Asked what was the one thing he would have asked Governor Newsom to salvage from SB 467, Kobi Naseck, coordinator for the environmental justice coalition VISIÓN, didn’t hesitate. “Setbacks,” he says. “No question about it.” He’s not unappreciative of Newsom’s new mandate to CalGEM, calling it a “historic moment” and a "huge win” for climate activists. But, he adds, “it doesn’t appear the governor is listening to frontline communities,” the people who live up against oil and gas facilities in California.
(Since 2019, CalGEM has supposedly been working on a variety of public health regulations, including setbacks.

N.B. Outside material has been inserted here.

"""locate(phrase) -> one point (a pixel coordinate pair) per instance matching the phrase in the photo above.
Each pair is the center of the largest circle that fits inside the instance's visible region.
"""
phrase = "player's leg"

The results were due by the end of 2020, but CalGEM says the process has been delayed by COVID-19. A rulemaking was expected in April 2021; now it’s been pushed to mid-May.)
Roger Lin, climate and air counsel for the California Environmental Justice Alliance (CEJA), says that even if the governor’s announcement does result in a fracking ban, and phases out oil production by 2045, “that’s still 20-odd years from now.” But protecting public health and safety is something the governor’s office “has the constitutionally built-in authority” to do now.
Lin notes, however, a subtle but important effect of Newsom’s announcement: His proposed phase-out of oil production sets a new goal post for the upcoming re-evaluation of the state’s greenhouse-gas reduction mechanisms, something that happens every five years under the landmark climate law that then-governor Jerry Brown signed in 2006. It was something proponents of shuttering the state’s oil industry thought they were going to have to fight for, and now it’s on the table.
“It's just up to us to keep up the pressure to make sure that it actually happens,” VISIÓN’s Naseck says, “and on a quicker timeline.”